Suspension de deux responsables pénitentiaires nigérians pour des allégations de corruption liées à Bobrisky

Deux hauts responsables des prisons nigérianes ont été suspendus à la suite d’allégations de corruption impliquant la célèbre personnalité transgenre Bobrisky. Ces développements font suite à des accusations portées par le influenceur des médias sociaux Martins Otse, également connu sous le nom de VeryDarkMan, qui affirme que des responsables de la lutte contre la corruption ont été soudoyés pour abandonner des charges de blanchiment d’argent contre Bobrisky. Bien que cette dernière ait rejeté les allégations, les enquêteurs ont été mandatés pour faire la lumière sur ce scandale.
## Suspension des responsables des prisons
Le Service correctionnel nigérian (NCoS) et la Commission des crimes économiques et financiers (EFCC) ont annoncé la suspension de deux fonctionnaires de la prison en lien avec les allégations de pot-de-vin. Cette décision fait suite à la diffusion d’une vidéo virale, que Bobrisky a qualifiée de “fausse”, où une personne, présentée comme étant Bobrisky, prétend avoir versé 9 000 dollars (environ 7 000 livres sterling) à des agents de l’EFCC pour obtenir l’annulation des accusations de blanchiment d’argent.

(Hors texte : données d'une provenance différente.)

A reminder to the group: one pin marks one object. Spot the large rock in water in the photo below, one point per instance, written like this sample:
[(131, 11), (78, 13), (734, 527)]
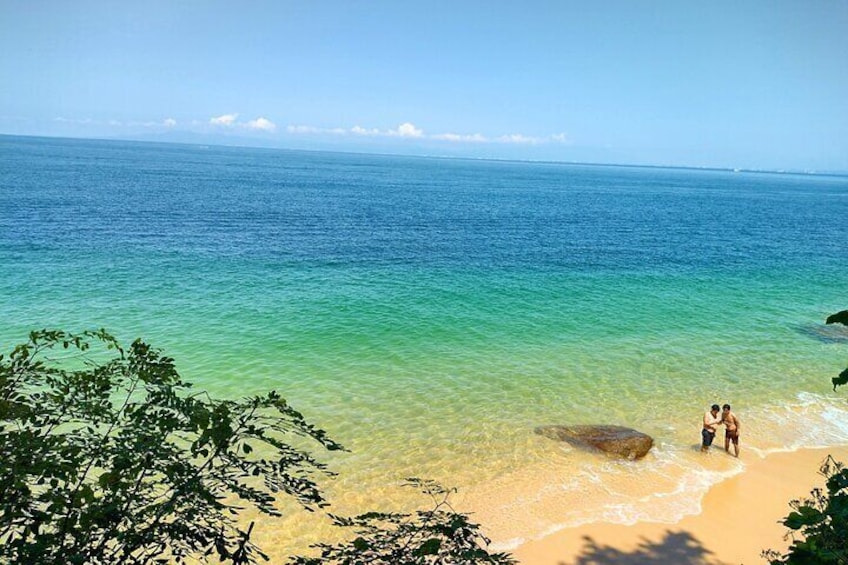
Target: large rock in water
[(617, 440)]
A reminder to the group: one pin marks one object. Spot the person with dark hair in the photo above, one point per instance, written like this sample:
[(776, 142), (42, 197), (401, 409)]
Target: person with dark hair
[(731, 429), (711, 423)]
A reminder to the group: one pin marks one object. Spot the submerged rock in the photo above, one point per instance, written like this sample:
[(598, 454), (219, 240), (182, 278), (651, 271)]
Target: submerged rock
[(617, 440)]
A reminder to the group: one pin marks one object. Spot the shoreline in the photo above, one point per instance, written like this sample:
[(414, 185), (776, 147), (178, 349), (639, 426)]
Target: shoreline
[(738, 520)]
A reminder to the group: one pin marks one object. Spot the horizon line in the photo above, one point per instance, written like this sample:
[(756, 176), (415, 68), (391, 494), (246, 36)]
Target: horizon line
[(218, 143)]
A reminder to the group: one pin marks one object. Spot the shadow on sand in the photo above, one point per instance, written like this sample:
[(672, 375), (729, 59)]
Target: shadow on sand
[(679, 548)]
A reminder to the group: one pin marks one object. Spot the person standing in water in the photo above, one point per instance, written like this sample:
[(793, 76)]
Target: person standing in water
[(731, 429), (711, 422)]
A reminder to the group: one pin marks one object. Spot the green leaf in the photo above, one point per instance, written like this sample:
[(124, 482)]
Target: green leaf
[(429, 547)]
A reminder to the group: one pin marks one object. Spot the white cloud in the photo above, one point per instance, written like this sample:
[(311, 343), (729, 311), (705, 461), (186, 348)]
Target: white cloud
[(518, 139), (410, 130), (224, 120), (302, 129), (461, 137), (407, 129), (358, 130), (261, 123)]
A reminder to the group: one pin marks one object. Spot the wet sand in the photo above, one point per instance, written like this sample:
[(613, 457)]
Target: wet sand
[(738, 520)]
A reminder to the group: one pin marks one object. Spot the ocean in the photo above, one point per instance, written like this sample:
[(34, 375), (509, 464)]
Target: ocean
[(429, 313)]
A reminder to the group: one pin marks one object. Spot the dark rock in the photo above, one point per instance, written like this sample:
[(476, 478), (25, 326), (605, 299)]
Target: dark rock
[(616, 440)]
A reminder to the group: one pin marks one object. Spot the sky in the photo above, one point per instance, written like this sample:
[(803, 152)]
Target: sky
[(757, 84)]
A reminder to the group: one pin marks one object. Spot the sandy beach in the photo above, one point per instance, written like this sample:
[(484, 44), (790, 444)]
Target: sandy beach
[(738, 519)]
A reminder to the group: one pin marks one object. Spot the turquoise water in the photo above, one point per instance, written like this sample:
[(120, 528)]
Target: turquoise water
[(429, 313)]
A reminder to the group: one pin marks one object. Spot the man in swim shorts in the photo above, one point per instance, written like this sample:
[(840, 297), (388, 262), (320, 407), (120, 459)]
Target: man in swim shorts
[(731, 429), (711, 422)]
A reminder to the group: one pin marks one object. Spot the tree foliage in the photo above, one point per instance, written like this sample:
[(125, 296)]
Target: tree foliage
[(839, 318), (822, 521), (106, 456), (436, 536)]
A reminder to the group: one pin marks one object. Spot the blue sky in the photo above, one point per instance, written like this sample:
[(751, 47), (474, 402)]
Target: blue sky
[(749, 84)]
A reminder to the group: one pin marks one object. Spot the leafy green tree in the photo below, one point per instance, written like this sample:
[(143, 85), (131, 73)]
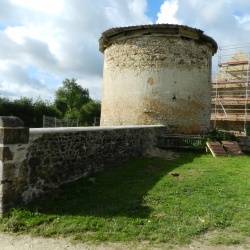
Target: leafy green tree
[(70, 97), (89, 111), (27, 110)]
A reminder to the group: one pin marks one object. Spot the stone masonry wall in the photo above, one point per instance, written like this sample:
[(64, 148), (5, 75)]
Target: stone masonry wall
[(50, 157)]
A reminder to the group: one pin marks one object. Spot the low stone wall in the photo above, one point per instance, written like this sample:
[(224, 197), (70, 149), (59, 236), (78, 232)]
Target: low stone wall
[(36, 161), (244, 142)]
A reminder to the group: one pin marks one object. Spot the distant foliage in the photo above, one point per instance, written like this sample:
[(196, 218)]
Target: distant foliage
[(71, 101), (31, 112)]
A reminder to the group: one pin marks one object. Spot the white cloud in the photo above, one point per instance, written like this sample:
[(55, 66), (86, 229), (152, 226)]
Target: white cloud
[(58, 39), (167, 12), (45, 41)]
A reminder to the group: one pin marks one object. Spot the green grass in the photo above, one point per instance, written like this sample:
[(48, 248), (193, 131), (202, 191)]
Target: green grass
[(147, 199)]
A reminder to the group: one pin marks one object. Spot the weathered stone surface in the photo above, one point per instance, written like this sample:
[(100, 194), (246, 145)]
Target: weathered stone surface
[(14, 135), (10, 121), (55, 157), (154, 76)]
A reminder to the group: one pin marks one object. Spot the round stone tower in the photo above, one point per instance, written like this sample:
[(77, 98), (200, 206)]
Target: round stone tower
[(157, 74)]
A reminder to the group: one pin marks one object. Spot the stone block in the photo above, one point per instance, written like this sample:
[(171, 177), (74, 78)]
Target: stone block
[(14, 135), (10, 121)]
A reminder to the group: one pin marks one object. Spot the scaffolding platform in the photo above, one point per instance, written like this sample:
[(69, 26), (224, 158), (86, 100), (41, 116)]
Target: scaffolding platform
[(230, 89)]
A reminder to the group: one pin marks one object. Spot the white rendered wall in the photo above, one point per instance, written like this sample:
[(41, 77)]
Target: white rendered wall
[(157, 79)]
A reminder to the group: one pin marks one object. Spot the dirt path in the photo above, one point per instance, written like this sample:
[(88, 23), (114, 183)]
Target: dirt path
[(26, 242)]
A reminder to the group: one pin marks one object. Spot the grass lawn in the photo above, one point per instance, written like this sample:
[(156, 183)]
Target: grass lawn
[(147, 199)]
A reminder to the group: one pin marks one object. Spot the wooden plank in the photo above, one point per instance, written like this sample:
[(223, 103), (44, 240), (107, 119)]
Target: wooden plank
[(216, 149), (232, 148)]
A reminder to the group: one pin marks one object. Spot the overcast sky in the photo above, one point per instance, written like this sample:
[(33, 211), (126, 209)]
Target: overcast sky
[(42, 42)]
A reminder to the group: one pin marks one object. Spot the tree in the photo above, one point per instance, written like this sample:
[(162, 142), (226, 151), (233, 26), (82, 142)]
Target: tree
[(89, 111), (71, 97)]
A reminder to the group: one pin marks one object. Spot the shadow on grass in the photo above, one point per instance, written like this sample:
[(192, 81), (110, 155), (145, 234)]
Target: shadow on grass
[(117, 191)]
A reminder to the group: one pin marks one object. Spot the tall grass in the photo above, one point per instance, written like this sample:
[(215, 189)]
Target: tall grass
[(147, 199)]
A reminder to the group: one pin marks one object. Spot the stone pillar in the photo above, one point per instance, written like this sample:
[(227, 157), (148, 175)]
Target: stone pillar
[(12, 135)]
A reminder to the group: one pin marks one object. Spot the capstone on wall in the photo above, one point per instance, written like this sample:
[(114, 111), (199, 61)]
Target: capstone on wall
[(157, 74), (48, 158)]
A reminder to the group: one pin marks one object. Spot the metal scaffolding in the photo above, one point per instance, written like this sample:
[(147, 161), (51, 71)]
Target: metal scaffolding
[(230, 88)]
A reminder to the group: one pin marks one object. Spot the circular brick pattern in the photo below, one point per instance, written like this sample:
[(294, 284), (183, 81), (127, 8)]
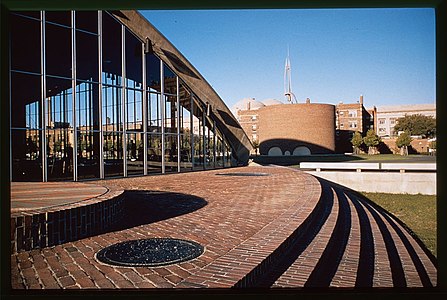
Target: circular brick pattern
[(150, 252)]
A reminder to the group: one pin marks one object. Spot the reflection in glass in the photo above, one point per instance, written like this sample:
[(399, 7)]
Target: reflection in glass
[(111, 108), (86, 57), (111, 49), (154, 153), (25, 102), (59, 17), (219, 152), (29, 47), (185, 153), (209, 147), (87, 106), (87, 21), (153, 77), (113, 154), (188, 133), (26, 155), (60, 154), (171, 154), (59, 106), (134, 111), (170, 114), (198, 138), (154, 112), (88, 154), (134, 61), (135, 155), (58, 50), (170, 81), (227, 157)]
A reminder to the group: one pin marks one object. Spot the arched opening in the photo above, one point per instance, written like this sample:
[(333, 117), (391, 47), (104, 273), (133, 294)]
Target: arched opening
[(301, 150), (275, 151)]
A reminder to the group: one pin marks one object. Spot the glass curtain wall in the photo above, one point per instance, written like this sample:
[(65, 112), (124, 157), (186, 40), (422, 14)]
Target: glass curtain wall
[(87, 101)]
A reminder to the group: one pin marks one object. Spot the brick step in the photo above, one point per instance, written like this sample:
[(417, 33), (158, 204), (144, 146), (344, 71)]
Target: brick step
[(402, 247), (297, 273), (366, 247), (54, 225)]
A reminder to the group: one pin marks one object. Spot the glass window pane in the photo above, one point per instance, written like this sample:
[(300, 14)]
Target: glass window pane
[(153, 77), (87, 20), (25, 44), (171, 154), (154, 153), (171, 114), (134, 61), (58, 50), (59, 154), (25, 102), (87, 106), (59, 103), (26, 155), (185, 108), (111, 108), (113, 154), (111, 49), (86, 56), (59, 17), (31, 14), (185, 153), (170, 81), (134, 110), (88, 154), (154, 113), (135, 155)]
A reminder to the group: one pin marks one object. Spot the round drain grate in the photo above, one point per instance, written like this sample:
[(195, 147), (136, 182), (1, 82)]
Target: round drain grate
[(243, 174), (150, 252)]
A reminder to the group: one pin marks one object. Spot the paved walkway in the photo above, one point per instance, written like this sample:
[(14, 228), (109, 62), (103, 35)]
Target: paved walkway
[(287, 229)]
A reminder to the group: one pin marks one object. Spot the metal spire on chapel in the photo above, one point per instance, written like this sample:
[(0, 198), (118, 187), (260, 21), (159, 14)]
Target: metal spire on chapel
[(288, 81)]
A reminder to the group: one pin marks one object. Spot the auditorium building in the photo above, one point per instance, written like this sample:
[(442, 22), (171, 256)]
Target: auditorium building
[(100, 94)]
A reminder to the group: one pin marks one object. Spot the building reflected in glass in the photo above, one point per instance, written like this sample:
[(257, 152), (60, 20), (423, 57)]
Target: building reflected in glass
[(88, 102)]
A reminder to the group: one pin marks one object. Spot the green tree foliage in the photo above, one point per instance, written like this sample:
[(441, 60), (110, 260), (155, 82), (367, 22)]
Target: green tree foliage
[(371, 140), (403, 141), (417, 125), (357, 141)]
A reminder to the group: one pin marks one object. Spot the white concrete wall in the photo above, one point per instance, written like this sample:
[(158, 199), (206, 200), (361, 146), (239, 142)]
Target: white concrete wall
[(383, 182)]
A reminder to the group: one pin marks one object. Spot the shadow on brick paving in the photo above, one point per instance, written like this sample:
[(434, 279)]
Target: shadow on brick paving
[(146, 207)]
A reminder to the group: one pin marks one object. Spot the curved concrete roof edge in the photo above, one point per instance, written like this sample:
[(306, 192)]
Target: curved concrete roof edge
[(161, 46)]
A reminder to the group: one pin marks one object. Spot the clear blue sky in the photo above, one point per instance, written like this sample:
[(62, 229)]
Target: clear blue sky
[(388, 55)]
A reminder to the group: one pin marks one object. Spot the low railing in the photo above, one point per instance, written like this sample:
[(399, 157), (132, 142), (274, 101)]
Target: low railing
[(359, 167)]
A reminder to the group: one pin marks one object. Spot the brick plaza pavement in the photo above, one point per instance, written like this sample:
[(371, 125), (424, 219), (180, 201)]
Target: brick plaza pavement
[(287, 229)]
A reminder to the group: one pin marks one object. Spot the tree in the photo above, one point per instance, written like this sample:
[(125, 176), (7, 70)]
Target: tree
[(371, 140), (357, 141), (403, 141), (417, 125)]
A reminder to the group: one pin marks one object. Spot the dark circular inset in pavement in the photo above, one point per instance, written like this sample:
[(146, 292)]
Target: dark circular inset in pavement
[(150, 252), (243, 174)]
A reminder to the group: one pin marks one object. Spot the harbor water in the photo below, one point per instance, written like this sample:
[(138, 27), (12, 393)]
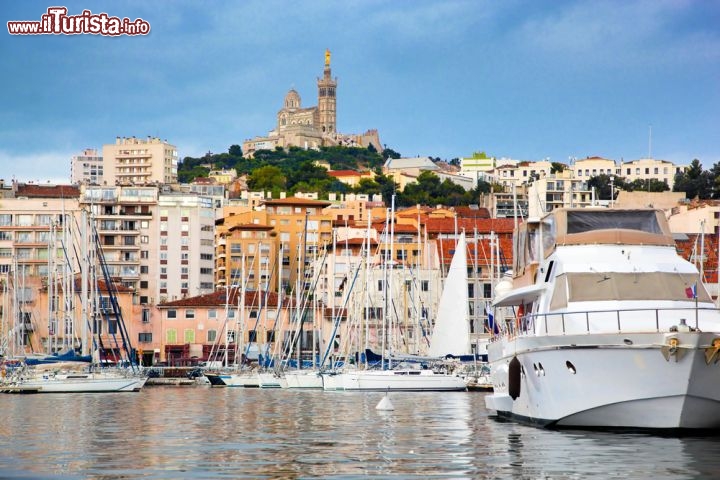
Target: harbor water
[(200, 432)]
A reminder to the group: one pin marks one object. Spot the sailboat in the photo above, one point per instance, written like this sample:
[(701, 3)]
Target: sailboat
[(415, 376), (451, 334), (69, 372)]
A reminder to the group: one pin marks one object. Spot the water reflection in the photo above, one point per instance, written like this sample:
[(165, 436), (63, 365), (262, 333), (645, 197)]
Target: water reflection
[(190, 432)]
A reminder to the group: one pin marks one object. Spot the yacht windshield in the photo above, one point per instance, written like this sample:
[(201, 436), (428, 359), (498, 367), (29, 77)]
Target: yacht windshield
[(643, 220)]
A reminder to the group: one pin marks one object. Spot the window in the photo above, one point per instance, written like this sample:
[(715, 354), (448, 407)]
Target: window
[(171, 336), (189, 335)]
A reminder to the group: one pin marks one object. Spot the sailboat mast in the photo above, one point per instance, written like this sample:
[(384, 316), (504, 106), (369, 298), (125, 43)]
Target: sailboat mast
[(84, 287)]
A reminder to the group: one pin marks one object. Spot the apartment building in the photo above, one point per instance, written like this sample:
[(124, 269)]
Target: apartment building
[(557, 190), (139, 161), (186, 245), (157, 243), (87, 167), (295, 222), (33, 219), (586, 168), (650, 169)]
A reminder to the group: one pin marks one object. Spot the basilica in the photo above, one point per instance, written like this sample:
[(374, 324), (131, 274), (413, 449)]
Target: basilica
[(311, 127)]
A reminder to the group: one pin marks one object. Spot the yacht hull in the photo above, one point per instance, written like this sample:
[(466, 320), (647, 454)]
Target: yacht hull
[(645, 381), (76, 383)]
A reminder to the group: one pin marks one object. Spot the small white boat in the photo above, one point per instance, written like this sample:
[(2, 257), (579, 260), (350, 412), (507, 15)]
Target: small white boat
[(303, 379), (31, 381), (271, 379), (248, 379), (409, 380)]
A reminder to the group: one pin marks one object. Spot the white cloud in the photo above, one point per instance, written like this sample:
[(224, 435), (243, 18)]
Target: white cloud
[(641, 33), (44, 167)]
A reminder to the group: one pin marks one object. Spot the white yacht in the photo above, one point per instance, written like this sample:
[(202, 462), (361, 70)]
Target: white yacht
[(604, 325)]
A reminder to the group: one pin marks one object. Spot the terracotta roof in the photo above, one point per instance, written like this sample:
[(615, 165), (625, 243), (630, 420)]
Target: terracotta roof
[(483, 225), (344, 173), (353, 242), (47, 191), (219, 299), (298, 201), (250, 226), (467, 212)]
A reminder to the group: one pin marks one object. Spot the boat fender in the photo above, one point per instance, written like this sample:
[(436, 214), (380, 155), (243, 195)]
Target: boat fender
[(514, 378)]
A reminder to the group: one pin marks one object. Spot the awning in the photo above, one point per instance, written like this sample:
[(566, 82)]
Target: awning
[(519, 296)]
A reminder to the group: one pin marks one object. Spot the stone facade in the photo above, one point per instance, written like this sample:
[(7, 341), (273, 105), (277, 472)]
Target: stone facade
[(311, 127)]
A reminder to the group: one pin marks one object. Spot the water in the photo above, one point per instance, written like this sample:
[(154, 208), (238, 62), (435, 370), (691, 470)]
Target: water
[(206, 433)]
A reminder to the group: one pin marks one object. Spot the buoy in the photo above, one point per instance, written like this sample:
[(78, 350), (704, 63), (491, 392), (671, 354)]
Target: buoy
[(385, 403)]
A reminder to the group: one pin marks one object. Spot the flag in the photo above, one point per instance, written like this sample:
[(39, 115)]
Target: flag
[(491, 319)]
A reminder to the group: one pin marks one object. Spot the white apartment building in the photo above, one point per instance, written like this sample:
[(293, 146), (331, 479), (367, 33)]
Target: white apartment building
[(159, 244), (586, 168), (86, 167), (650, 168), (33, 221), (136, 161), (186, 258), (558, 190)]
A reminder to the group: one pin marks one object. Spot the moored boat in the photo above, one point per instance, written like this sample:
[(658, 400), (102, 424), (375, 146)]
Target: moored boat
[(604, 326)]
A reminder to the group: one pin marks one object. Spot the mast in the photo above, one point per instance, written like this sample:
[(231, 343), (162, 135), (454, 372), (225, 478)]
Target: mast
[(84, 287)]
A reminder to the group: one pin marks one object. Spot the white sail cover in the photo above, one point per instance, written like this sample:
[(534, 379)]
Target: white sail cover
[(451, 334)]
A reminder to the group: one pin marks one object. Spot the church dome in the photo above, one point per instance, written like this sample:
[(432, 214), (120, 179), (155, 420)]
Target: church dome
[(292, 99)]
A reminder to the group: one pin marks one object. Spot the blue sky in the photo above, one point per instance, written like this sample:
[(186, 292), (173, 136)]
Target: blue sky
[(525, 80)]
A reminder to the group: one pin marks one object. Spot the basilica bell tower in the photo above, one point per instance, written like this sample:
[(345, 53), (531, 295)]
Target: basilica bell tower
[(327, 87)]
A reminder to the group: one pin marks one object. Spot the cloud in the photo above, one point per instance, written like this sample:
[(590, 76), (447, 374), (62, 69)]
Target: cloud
[(44, 167), (626, 34)]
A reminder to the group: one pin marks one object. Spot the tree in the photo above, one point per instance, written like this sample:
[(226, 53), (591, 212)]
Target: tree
[(695, 182), (265, 178), (235, 150), (390, 153)]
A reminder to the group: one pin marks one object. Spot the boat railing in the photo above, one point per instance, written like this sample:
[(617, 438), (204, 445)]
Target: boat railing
[(614, 321)]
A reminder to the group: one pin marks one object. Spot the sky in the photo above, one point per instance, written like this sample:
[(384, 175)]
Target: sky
[(527, 80)]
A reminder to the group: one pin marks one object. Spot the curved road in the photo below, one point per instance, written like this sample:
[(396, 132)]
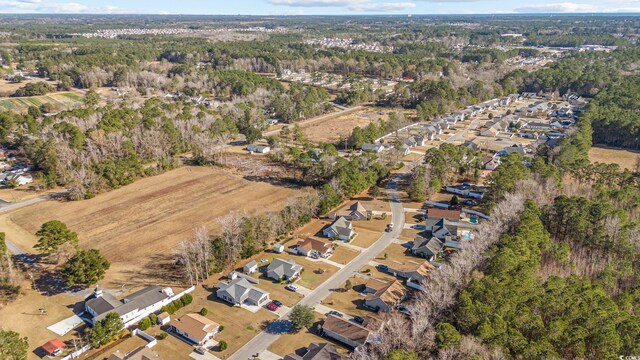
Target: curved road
[(263, 340)]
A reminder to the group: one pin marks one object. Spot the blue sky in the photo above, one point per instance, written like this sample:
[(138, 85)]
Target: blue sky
[(312, 7)]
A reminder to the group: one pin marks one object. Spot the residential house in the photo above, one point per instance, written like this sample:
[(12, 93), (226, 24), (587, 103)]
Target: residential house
[(240, 291), (141, 353), (376, 148), (53, 347), (164, 318), (314, 247), (374, 285), (341, 229), (355, 212), (387, 298), (318, 351), (132, 308), (427, 248), (260, 149), (281, 269), (413, 271), (250, 267), (435, 213), (195, 327), (345, 331), (444, 230)]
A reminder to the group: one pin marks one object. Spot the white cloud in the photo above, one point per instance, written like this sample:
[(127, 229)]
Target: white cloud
[(383, 7), (570, 7)]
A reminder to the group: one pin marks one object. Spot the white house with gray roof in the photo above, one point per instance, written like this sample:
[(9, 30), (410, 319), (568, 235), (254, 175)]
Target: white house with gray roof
[(283, 269), (240, 291), (340, 229), (132, 308)]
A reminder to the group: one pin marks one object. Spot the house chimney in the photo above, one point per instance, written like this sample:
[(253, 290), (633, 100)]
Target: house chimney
[(97, 292)]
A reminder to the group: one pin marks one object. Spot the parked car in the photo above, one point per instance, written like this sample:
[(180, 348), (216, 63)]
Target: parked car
[(382, 267)]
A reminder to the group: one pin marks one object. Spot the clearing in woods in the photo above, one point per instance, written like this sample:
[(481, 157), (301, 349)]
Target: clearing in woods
[(623, 157), (138, 226)]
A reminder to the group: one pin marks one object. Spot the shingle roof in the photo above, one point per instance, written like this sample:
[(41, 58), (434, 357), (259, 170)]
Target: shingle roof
[(284, 267), (352, 331), (196, 325)]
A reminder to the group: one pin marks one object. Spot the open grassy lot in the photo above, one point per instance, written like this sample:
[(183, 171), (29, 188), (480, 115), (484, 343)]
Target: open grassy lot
[(365, 237), (342, 255), (350, 302), (23, 316), (137, 227), (375, 273), (396, 253), (59, 101), (291, 343), (627, 159)]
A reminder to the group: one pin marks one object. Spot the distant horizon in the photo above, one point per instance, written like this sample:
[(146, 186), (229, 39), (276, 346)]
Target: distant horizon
[(320, 7), (550, 14)]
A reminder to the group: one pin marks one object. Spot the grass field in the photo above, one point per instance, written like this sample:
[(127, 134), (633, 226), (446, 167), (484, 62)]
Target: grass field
[(60, 101), (138, 226), (625, 158)]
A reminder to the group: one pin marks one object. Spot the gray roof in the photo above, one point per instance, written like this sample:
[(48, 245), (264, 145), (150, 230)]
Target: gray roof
[(317, 351), (432, 245), (240, 290), (138, 300), (282, 267)]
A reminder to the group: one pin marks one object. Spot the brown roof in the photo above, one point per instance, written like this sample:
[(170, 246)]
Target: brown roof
[(390, 294), (376, 284), (311, 243), (53, 345), (196, 325), (443, 214), (346, 328), (141, 353), (423, 268)]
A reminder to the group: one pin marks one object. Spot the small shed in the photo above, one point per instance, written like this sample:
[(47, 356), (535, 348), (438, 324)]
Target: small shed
[(250, 267), (54, 347), (164, 318)]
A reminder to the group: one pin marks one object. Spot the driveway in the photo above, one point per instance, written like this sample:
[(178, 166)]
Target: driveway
[(263, 340)]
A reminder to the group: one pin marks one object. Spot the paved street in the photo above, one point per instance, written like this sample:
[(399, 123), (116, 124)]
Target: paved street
[(263, 340)]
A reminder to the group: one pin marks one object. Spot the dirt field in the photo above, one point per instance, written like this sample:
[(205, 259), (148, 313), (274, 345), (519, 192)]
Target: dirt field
[(625, 158), (138, 226), (60, 101), (340, 127)]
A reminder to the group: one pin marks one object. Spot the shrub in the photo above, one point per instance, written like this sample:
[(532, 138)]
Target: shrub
[(222, 345), (144, 324), (186, 299)]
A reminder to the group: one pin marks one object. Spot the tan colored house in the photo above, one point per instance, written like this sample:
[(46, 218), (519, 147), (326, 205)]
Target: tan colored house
[(355, 212), (374, 285), (314, 247), (195, 327), (388, 297), (345, 331)]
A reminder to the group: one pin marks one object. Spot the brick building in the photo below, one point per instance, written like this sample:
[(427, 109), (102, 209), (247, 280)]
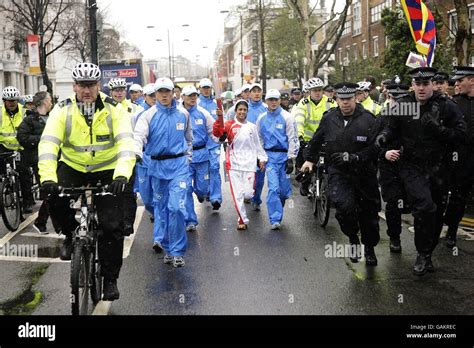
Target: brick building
[(364, 35)]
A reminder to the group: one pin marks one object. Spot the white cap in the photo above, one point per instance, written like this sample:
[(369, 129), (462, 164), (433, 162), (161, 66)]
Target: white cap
[(245, 87), (205, 83), (136, 88), (164, 83), (273, 94), (253, 85), (189, 90), (149, 89)]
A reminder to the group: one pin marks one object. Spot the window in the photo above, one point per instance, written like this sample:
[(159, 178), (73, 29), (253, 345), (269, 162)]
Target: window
[(453, 24), (347, 28), (376, 11), (357, 19), (364, 49), (376, 46)]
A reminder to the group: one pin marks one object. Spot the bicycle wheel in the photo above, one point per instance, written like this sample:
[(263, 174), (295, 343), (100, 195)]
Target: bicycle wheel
[(323, 202), (313, 194), (96, 275), (80, 273), (10, 204)]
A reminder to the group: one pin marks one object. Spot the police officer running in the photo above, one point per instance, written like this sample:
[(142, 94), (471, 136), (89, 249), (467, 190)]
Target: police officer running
[(428, 123), (95, 138), (348, 131)]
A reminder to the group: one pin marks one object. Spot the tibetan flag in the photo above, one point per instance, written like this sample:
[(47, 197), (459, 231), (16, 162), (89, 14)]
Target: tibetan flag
[(422, 27)]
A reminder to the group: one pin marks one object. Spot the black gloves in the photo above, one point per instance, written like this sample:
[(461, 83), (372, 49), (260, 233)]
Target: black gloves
[(223, 137), (381, 141), (49, 187), (431, 121), (341, 158), (118, 185), (290, 167)]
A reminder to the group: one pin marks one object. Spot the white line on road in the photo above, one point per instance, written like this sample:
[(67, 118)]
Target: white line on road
[(24, 225)]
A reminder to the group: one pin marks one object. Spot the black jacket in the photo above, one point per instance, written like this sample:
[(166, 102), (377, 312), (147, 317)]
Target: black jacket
[(29, 135), (356, 137), (466, 104), (420, 145)]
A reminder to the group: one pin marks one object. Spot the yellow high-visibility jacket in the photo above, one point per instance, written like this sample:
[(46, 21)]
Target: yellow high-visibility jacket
[(371, 106), (104, 145), (8, 127), (308, 115)]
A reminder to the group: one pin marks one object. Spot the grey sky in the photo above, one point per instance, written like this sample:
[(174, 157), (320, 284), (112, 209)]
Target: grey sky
[(204, 17)]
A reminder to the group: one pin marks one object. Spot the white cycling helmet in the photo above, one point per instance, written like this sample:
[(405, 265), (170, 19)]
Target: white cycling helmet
[(315, 82), (10, 93), (364, 86), (86, 72), (117, 83), (28, 98)]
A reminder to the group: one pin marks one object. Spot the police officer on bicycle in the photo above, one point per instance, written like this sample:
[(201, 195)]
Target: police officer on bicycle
[(427, 123), (94, 135), (348, 133)]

## Les accusations de blanchiment d’argent
Bobrisky, de son vrai nom Idris Okuneye, a purgé une peine de six mois pour abus de naira, la monnaie locale, et a été libérée le mois dernier. Malgré la radiation des charges de blanchiment d’argent par un tribunal, le climat de méfiance persiste. L’année dernière, le Nigeria a été classé 145ème sur 180 pays dans l’indice des perceptions de la corruption de Transparency International, où la corruption est souvent attribuée à des pratiques répandues au sein des administrations publiques.
## Réactions et enquête
La suspension des deux prisonniers a suscité une large indignation dans le pays, soulignant la gravité des accusations de corruption dans les institutions. Le Conseil de la défense civile, correctionnelle, des incendies et de l’immigration a indiqué que cette suspension vise à permettre une enquête approfondie et que les résultats seront rendus publics une fois terminés. Parallèlement, deux autres responsables des prisons ont également été suspendus pour des accusations distinctes.
Dans un message publié sur Instagram, Bobrisky a vigoureusement nié les allégations, affirmant : « Je n’ai payé aucun agent de l’EFCC, ce qui est un très gros mensonge. J’ai purgé ma peine intégralement et je suis sortie. »
Cette affaire met en lumière les défis persistants de la corruption au Nigeria et soulève des questions sur l’efficacité des institutions gouvernementales face à ce fléau. Les enquêtes en cours pourraient potentiellement aboutir à des réformes dans le système correctionnel nigérian et au-delà.